Os dois criadores do Negro Muro sabem que o projeto, como todas as artes visuais urbanas, é efêmero. Mesmo assim, têm uma preocupação com a preservação desses murais, expostos à deterioração causada pelo sol, pela chuva e por ações humanas. Por conta disso, Cazé afirma que há um cuidado com o muro antes da pintura ser realizada.


“Durante o mapeamento, a gente já vai com um pedreiro para esse muro ter uma longevidade maior. Então o muro que iria durar um ano na rua, ele passa a durar dois, três anos, às vezes até mais”, conta o pintor.

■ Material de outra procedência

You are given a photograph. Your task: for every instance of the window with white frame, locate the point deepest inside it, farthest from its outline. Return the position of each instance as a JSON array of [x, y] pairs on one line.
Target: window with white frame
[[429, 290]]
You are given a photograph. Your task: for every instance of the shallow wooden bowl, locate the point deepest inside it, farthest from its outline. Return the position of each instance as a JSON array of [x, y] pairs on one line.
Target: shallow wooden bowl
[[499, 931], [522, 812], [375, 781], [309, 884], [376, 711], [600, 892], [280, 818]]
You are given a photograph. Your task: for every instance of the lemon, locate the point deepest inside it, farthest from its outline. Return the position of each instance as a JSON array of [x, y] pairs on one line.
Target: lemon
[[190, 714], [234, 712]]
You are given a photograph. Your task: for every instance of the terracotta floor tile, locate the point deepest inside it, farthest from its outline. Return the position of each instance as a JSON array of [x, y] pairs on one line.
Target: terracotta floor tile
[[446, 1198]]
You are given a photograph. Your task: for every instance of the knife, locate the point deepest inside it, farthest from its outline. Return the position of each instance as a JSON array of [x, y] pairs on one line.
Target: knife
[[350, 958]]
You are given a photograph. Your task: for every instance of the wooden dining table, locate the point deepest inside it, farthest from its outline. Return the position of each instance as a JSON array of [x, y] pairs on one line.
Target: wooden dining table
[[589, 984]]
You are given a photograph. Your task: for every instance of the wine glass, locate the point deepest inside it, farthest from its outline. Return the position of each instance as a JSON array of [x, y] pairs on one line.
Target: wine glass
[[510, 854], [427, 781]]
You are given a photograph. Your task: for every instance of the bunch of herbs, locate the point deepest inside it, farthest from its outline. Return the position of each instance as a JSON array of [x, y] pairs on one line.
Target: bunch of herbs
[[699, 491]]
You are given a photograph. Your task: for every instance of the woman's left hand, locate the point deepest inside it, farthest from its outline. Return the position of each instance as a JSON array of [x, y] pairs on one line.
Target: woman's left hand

O Negro Muro já foi retratado na série audiovisual do mesmo nome, transmitida pelo Canal GNT e disponível no Globoplay. Com 6 episódios sobre o processo de pesquisa de pintura de cinco muros que homenageiam mulheres negras, a série mostra toda produção acerca dos murais da cantora Alcione na Mangueira, da intelectual Lélia González em Santa Tereza, da atriz Zezé Motta no MUHCAB – Museu da História e da Cultura Afro-brasileira, da historiadora Beatriz Nascimento em Botafogo e da atriz Ruth de Souza no Theatro Municipal.